Welcome to a new series I’m starting called Questions That Need Answers, where I answer common questions I’ve received with opinions that are my own. From questions on where to start to get involved in tech to my opinions on being a black woman in the Tech industry and what that means.
Last Saturday, I received a text from one of my friends. She had been mulling over the possibility of the tech industry being her next move, motivated by a few experiences she’d had at work. She deals with technical issues in her line of work, though her job is not directly tech related, and she’s curious, which is such an awesome place to be in! It can also be overwhelming and one could end up lost and/or giving up before they’ve even started. I’ve been in that place, and have shared a bit about my humble beginnings (not that I’m too far from that point, but whatever). I wanted to write this post for anyone that is curious about tech and considering it as a career move.

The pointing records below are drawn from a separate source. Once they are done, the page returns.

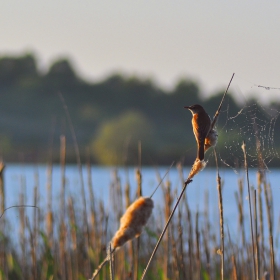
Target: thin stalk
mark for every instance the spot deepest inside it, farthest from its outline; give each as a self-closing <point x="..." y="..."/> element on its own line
<point x="220" y="197"/>
<point x="250" y="204"/>
<point x="165" y="228"/>
<point x="256" y="237"/>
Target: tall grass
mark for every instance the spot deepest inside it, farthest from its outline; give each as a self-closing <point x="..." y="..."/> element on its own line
<point x="53" y="245"/>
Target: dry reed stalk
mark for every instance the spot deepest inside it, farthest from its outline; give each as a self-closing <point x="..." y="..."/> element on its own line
<point x="62" y="226"/>
<point x="270" y="230"/>
<point x="93" y="231"/>
<point x="23" y="224"/>
<point x="234" y="268"/>
<point x="138" y="194"/>
<point x="73" y="234"/>
<point x="133" y="221"/>
<point x="190" y="243"/>
<point x="198" y="166"/>
<point x="49" y="215"/>
<point x="260" y="218"/>
<point x="35" y="227"/>
<point x="257" y="260"/>
<point x="2" y="189"/>
<point x="176" y="261"/>
<point x="197" y="234"/>
<point x="188" y="181"/>
<point x="79" y="164"/>
<point x="167" y="203"/>
<point x="111" y="261"/>
<point x="250" y="205"/>
<point x="131" y="225"/>
<point x="63" y="179"/>
<point x="181" y="244"/>
<point x="206" y="233"/>
<point x="221" y="214"/>
<point x="3" y="222"/>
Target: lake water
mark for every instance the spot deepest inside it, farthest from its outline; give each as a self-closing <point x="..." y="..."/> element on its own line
<point x="23" y="178"/>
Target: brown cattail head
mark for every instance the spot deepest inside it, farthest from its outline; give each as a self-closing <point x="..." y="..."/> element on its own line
<point x="197" y="167"/>
<point x="133" y="220"/>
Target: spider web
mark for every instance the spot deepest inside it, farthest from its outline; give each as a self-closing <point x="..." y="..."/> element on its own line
<point x="255" y="124"/>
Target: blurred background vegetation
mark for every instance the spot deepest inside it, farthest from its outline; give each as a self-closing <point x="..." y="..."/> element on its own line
<point x="110" y="117"/>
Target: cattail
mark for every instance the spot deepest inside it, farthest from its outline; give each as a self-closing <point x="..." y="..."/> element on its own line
<point x="133" y="220"/>
<point x="197" y="167"/>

Having a career in tech was something that sounded fantastical to me growing up. There was immediately a barrier on that being a possibility for me. However, I ended up being the Miss Fix-It of my family. When my dad clicked on a link from a pop-up claiming he had a virus that needed to be cleaned with this AMAZING anti-virus program that he had to download RIGHT THIS MINUTE, he called on my help when he wasn’t able to do anything but stare at an endless amount of ads popping up on his desktop. My mom called on me to assist her in restoring that file that she deleted…from the Recycle Bin. For a large number of years, I was the tech support for my family, and when I moved away for college, I became the tech support for my friends. Even still, when I decided to switch my major from print journalism to computer science, I was terrified. Could I even do this???
There are some things I want to warn you about, things that could serve as discouragement for any budding techie.
- Everyone sounds like they know what they’re doing, even if they don’t. I don’t know why. I am not sure if there is an orientation people go to where they learn to do this, but the confidence is strong with everyone and they will rarely ever let on that they are unsure of anything. Don’t let that intimidate you, because no one knows everything and people barely know what they know.
- You will be confused…a lot. Embrace learning and the processes that go along with it, because that is what you will be doing, over and over again.
- The tech industry is a broad one. What you think you may like, you may actually hate. But you can find a home for you in Tech land, you just need some exposure.
Now, here’s the part you’ve been waiting for. So, Steph, all of that was great…but that doesn’t answer my question. How do I get started? I can’t answer that question definitively, because everyone is different and every story is different and what works for Bob won’t work for Alice and vice versa. However, there are some tools that I could recommend that may assist with at least giving you a head start.
- Enroll in a free online class on Computer Science. If you love the structure that a class provides, I’d suggest enrolling in a free or paid Introductory class to something tech related. Most community colleges offer intro classes for a decent price. There are also a lot of free online courses as well. There is a free Intro to Computer Science class by Harvard University. There are classes on Lynda. You can even watch some Professor Messer videos on the A+ for a good foundation.
- Install and use the Enki app. This app is completely new to me. I found out about it through Reddit and have been using it for the past few days to brush up on my Python. Every day, you get a bite-sized workout that contains a little blurb on a subject and a quick quiz. You can use it on your breaks, you can use it on your lunch, whenever you get 5 minutes, open up the app and complete a workout.
- Attend some meetups in your area that are tech related. I’m an introvert, so this is probably the least appealing option for me, personally, but it honestly helps the most. Meeting people not only broadens your network, but it also helps to meet a group of people who will push you forward in your journey. I’ve met some pretty supportive people by getting out there and going to a Happy Hour event or a conference. Meetup.com is a great app to use to look for local tech related events. You can also use LinkedIn to virtually meet like-minded individuals with common goals.
- If you know anyone who is in the tech field, glean as much advice as you can from them. This point kind of piggy backs off of the last one. You’ll want advice. You’ll need it, in some cases. And everyone is so ready to give advice. Apart from a few people, any time I’ve asked for help with something or advice, a techie is always there to provide that.
- Check out some books from the library. I’m a huge library nerd, so this will always make it on my lists. Libraries have lots of resources, and they’re free! Just rent out a bunch of books and skim through them. Exposure is key this early on, and books are a great way to expose yourself to tech related subject matter.
- Google. When all else fails, the almighty Google is there to pick up where everyone else left off.
- Projects. Dive into a project. It will frustrate you. You will quit. You will start back up again. You will be confused. You will struggle. But you will learn…a lot.
- Podcasts. If podcasts are your thing, there are a million and one podcasts on tech. I don’t have any I’d want to recommend yet, but a quick search on Google or in the podcast app of your choice will show you what options are out there.